Three submodules: (1) Semantic Detection AI, (2) Camera Gimbal Control, (3) Integration with existing detections service.
## Existing/Competitor Solutions Analysis
No direct commercial or open-source competitor exists for this specific combination of requirements (concealed position detection from UAV with edge inference). Related work:
| Solution | Approach | Limitations for This Use Case |
|----------|----------|-------------------------------|
| Standard YOLO object detection | Bounding box classification of known object types | Cannot detect camouflaged/concealed targets without explicit visual features |
| CAMOUFLAGE-Net (YOLOv7-based) | Attention mechanisms + ELAN for camouflage detection | Designed for ground-level imagery, not aerial; academic datasets only |
| Open-Vocabulary Camouflaged Object Segmentation | VLM + SAM cascaded segmentation | Too slow for real-time edge inference; requires cloud GPU |
| UAV-YOLO12 | Multi-scale road segmentation from UAV imagery | Roads only, no concealment reasoning |
| FootpathSeg (DINO-MC + UNet) | Footpath segmentation with self-supervised learning | Pedestrian context, not military aerial; no path-following logic |
| YOLO-World / YOLOE | Open-vocabulary detection | Closest fit — YOLOE-26 is our primary Tier 1 mechanism |
**Key insight**: No existing solution combines footpath detection + path tracing + endpoint analysis + concealment classification in a single pipeline. This requires a custom multi-stage system.
## Architecture
### Component 1: Tier 1 — Real-Time Detection (YOLOE-26 + YOLO26-Seg)

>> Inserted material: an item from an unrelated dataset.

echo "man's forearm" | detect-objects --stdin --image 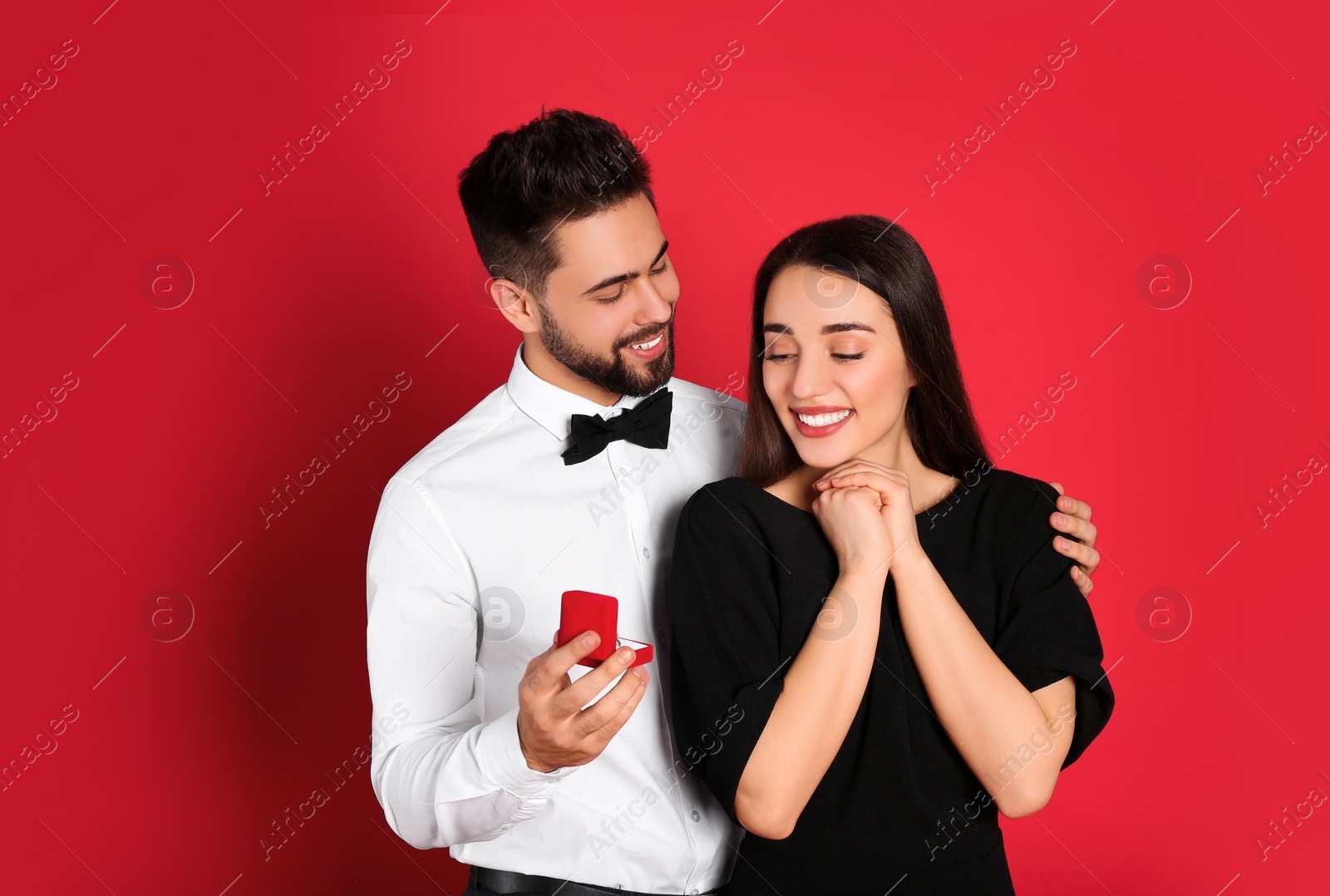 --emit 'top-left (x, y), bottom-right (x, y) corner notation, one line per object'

| Solution | Tools | Advantages | Limitations | Requirements | Security | Cost | Fit |
|----------|-------|-----------|-------------|-------------|----------|------|-----|
| **YOLOE-26 text/visual prompts (recommended)** | yoloe-26s-seg.pt, Ultralytics, TensorRT | Zero-shot detection from day 1. Text prompts: "footpath", "branch pile", "dark entrance". Visual prompts: reference images of hideouts. Zero overhead when re-parameterized. NMS-free. | Open-vocabulary accuracy lower than custom-trained model. Text prompts may not capture all concealment patterns. | Ultralytics ≥8.4, TensorRT, JetPack 6.2 | Model weights stored locally, no cloud | Free (open source) | **Best fit for bootstrapping. Immediate capability.** |
| YOLO26-Seg custom-trained | yolo26s-seg.pt fine-tuned on custom dataset | Higher accuracy for known classes after training. Instance segmentation masks for footpaths. | Requires annotated training data (1500+ images/class). No zero-shot capability. | Custom dataset, GPU for training | Same | Free (open source) + annotation labor | **Best fit for production after data collection.** |
| UNet + MambaOut | PyTorch, TensorRT | Best published accuracy for trail segmentation from aerial photos. | Separate model, additional memory. No built-in detection head. | Custom integration | Same | Free (open source) | Backup option if YOLO26-Seg underperforms on trails |
**Recommended approach**: Start with YOLOE-26 text/visual prompts. Parallel annotation effort builds custom dataset. Transition to fine-tuned YOLO26-Seg once data is sufficient. YOLOE-26 zero-shot capability provides immediate usability.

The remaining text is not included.